Ich konnte nur zusehen, wie ein Mann im Anzug mit einer Spritze in der Hand nach vorne trat. „Dieser Mann, Kae Cartwright, ist ein berüchtigter Assassine und eine Aschefee. Er hat unter mehreren falschen Namen insgesamt über zwanzig Leute umgebracht. Erwischt wurde er, als er sich beim Wettbewerb für die neue Leibgarde des Königs einschlich und dort mehrere andere Teilnehmende umbrachte. Bei einem Ball vor wenigen Tagen erpresste er außerdem eine andere Teilnehmerin, Fürst Xzavier nicht zu beschützen, weil er ihn umbringen wollte. Nachdem er seine Taten gestern gestanden hat, wurde er letzte Nacht zum Tod verurteilt."

Das war also sein Plan gewesen. Er hatte gesagt, er hätte Tai erpresst. Und es hatte funktioniert.

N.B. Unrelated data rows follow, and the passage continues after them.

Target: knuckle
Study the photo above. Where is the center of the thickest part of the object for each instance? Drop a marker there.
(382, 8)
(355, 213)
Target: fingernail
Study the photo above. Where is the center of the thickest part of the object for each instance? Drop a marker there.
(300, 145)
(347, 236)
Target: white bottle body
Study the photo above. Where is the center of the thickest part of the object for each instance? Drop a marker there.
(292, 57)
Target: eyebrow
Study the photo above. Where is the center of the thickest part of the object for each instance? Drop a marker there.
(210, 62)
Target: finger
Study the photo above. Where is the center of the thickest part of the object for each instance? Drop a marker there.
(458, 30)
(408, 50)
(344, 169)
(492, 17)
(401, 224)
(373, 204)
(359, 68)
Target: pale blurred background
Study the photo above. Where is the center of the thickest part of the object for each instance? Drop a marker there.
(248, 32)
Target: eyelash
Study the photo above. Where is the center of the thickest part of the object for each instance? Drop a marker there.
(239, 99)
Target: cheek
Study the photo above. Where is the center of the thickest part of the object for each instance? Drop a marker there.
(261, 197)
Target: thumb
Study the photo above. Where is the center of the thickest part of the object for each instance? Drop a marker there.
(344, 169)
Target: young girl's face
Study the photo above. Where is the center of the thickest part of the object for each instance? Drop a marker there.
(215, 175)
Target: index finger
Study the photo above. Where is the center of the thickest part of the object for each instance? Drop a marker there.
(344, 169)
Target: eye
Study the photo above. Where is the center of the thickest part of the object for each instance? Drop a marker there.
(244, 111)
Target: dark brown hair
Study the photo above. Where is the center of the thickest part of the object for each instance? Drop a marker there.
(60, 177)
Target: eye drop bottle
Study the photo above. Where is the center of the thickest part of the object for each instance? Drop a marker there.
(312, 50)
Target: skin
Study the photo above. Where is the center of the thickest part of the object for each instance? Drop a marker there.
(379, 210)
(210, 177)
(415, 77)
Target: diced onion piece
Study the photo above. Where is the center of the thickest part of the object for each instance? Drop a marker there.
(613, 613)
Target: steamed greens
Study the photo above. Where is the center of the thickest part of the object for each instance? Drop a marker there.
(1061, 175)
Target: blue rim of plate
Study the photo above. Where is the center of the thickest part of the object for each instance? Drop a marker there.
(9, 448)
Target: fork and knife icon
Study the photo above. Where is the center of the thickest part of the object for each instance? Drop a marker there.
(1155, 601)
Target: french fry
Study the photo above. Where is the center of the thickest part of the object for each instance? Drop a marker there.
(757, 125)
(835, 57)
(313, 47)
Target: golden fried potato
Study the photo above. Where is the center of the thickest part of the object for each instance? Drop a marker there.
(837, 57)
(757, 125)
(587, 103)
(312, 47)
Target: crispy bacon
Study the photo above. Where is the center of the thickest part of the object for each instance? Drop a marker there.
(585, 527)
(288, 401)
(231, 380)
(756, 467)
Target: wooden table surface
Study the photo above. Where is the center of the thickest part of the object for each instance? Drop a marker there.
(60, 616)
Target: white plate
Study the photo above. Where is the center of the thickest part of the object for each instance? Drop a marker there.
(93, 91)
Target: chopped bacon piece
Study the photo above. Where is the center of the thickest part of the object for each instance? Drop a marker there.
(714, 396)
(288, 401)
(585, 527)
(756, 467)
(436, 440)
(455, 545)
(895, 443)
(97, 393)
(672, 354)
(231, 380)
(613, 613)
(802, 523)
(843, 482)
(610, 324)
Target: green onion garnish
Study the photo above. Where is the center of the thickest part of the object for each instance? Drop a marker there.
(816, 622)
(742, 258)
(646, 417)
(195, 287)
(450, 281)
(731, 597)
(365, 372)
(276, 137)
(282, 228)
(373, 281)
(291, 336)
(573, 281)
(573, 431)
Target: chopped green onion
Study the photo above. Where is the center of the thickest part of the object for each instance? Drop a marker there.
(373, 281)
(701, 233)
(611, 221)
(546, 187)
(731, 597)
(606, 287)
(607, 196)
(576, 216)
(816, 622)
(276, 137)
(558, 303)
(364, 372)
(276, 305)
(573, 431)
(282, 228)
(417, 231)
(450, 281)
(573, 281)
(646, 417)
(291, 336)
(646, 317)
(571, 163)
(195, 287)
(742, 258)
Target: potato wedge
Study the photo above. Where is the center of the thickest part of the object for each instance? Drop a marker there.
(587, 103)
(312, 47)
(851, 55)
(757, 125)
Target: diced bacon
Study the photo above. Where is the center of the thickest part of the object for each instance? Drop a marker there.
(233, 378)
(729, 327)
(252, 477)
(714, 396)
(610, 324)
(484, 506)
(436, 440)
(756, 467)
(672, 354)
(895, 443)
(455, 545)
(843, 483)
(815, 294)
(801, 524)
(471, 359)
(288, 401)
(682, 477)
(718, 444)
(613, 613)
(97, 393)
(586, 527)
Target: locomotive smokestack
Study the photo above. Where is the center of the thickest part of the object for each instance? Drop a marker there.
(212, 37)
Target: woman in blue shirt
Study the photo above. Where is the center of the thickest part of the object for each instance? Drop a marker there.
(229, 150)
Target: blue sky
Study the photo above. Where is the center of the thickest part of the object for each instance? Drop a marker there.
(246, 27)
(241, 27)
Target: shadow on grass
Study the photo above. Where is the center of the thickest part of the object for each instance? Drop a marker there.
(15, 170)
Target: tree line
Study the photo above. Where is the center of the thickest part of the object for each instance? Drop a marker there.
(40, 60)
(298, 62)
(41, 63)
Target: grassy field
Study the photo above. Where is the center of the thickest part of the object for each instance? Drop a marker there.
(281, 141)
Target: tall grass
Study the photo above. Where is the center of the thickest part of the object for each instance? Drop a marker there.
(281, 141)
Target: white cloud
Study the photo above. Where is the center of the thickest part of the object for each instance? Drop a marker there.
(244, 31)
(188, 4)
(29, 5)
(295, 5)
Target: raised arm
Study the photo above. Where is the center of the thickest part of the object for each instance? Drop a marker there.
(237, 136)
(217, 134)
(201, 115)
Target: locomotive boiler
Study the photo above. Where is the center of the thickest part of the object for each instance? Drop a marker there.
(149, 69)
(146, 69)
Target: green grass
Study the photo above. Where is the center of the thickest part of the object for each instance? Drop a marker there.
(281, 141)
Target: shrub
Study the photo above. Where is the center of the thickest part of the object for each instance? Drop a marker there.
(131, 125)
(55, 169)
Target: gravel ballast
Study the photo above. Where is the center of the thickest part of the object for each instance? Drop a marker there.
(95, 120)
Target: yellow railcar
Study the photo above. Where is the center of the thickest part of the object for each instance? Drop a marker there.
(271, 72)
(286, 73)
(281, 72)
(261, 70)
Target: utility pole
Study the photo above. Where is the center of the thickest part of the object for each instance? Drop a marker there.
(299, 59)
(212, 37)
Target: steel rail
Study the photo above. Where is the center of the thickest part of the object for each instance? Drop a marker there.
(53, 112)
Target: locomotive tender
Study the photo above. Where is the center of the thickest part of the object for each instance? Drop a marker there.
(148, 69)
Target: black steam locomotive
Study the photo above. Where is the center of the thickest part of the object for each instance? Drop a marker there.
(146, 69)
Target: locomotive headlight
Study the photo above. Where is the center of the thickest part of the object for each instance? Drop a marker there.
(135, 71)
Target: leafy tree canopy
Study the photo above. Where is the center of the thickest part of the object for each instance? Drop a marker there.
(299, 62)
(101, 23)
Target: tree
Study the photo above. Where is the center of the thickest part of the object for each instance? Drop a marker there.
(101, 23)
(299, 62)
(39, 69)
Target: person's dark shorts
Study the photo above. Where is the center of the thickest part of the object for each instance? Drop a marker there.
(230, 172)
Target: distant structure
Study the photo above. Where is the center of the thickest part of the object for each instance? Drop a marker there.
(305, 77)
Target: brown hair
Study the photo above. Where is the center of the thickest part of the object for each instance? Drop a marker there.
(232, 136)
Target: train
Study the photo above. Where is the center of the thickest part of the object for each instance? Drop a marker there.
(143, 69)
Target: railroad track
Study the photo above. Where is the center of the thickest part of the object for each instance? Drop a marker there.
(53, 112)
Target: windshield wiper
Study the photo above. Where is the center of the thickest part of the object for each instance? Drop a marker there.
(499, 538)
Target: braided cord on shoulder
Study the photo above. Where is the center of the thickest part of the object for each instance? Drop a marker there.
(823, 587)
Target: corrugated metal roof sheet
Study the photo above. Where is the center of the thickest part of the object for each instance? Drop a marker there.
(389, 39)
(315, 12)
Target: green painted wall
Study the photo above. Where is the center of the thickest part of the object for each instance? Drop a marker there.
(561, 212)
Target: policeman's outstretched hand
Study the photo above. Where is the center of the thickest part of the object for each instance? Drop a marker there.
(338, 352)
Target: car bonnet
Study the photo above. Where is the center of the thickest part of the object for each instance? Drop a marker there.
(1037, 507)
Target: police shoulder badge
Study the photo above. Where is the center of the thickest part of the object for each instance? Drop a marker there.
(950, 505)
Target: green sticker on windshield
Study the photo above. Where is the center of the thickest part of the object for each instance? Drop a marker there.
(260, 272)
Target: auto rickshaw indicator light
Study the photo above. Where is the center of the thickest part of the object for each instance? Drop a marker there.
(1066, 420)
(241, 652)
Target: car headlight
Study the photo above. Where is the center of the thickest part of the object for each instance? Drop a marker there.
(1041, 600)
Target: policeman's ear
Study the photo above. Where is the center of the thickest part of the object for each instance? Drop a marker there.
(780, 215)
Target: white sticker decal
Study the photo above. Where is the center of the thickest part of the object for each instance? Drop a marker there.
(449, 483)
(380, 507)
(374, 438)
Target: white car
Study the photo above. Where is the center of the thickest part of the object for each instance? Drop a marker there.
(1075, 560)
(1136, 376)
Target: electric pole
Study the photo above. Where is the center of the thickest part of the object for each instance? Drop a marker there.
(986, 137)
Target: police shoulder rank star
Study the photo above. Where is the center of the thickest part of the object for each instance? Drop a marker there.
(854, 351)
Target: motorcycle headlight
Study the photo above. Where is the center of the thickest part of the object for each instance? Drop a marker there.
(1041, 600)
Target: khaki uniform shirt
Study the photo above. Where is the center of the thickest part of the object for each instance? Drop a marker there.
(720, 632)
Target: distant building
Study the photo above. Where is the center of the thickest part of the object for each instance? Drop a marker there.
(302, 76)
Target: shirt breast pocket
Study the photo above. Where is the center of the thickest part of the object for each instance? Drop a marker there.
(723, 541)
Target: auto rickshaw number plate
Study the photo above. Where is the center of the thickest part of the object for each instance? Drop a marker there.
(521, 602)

Er wurde hingerichtet.

Keavan, der immer gesagt hatte, wie gut er in seinem Job war, wurde hingerichtet. Und die Öffentlichkeit würde es wahrscheinlich als weiteren Beweis sehen, dass Magische Wesen gefährlich waren.

Vielleicht waren wir das auch. Keavan hatte Ambrose' Arm verbrannt. Ambrose hatte sich im Labyrinth im Palastgarten in einen Werwolf verwandelt und hätte beinahe jemanden zerfleischt. Vielleicht waren wir alle Monster. Tödlich.

Aber das bedeutete nicht, dass sie Keavan einfach umbringen konnten.

„Wollen Sie etwas Letztes sagen?", fragte der Mann im Anzug ihn.

Keavans Blick fixierte mich und Ambrose. Für einen Moment war Trauer in seinen blaugrünen Augen zu sehen.

Dann zog er einen Mundwinkel hoch. „Es ist wirklich schade um dieses Gesicht, oder?"

Natürlich machte Keavan einen absurden Witz als seine letzten Worte. In der Menge lachten vereinzelt Leute. Ich konnte nicht lachen. Er hatte recht. Es war wirklich schade um dieses Gesicht. Es war schade um diesen intelligenten und talentierten Menschen, der so viel hätte sein können.

Zwei Wächter zerrten Keavan vom Mikrofon weg. Der Mann im Anzug zog den Ärmel von Keavans T-Shirt ein Stück nach oben und presste die Nadel an Keavans Haut. Für einen kurzen Moment sah ich Panik in Keavans Augen. Seine Fassade bröckelte. Zerbrach. Zusammen mit meiner eigenen. Ich drehte mich zu Ambrose um und presste mein Gesicht in sein T-Shirt, weil ich nicht mit ansehen wollte, wie Keavan starb. Weil ich meine Augen vor der Wirklichkeit verschloss, so wie ich es immer tat. Nun wünschte ich mir Alkohol, um meine Schmerzen zu betäuben. So wie ich es immer tat. Weil ich Angst hatte. Weil ich mich der Realität nicht stellen wollte, genau so wenig wie meinen eigenen Gefühlen. Weil ich glaubte, dass meine eigenen Gefühle mich, wenn ich mich ihnen stellte, umbringen würden.

Besonders jetzt.

Besonders jetzt, wo ich viel zu viel fühlte, wo ich nicht mehr atmen konnte, wo ich ertrank. Ich war selbst schuld. Ich hatte Keavan an mich herangelassen, obwohl ich wusste, dass es gefährlich war, mich mit anderen Menschen anzufreunden. Weil ich sie verlieren konnte. Und weil meine Gefühle gefährlich waren.

Als ich die Augen wieder öffnete, war die Welt überschwemmt.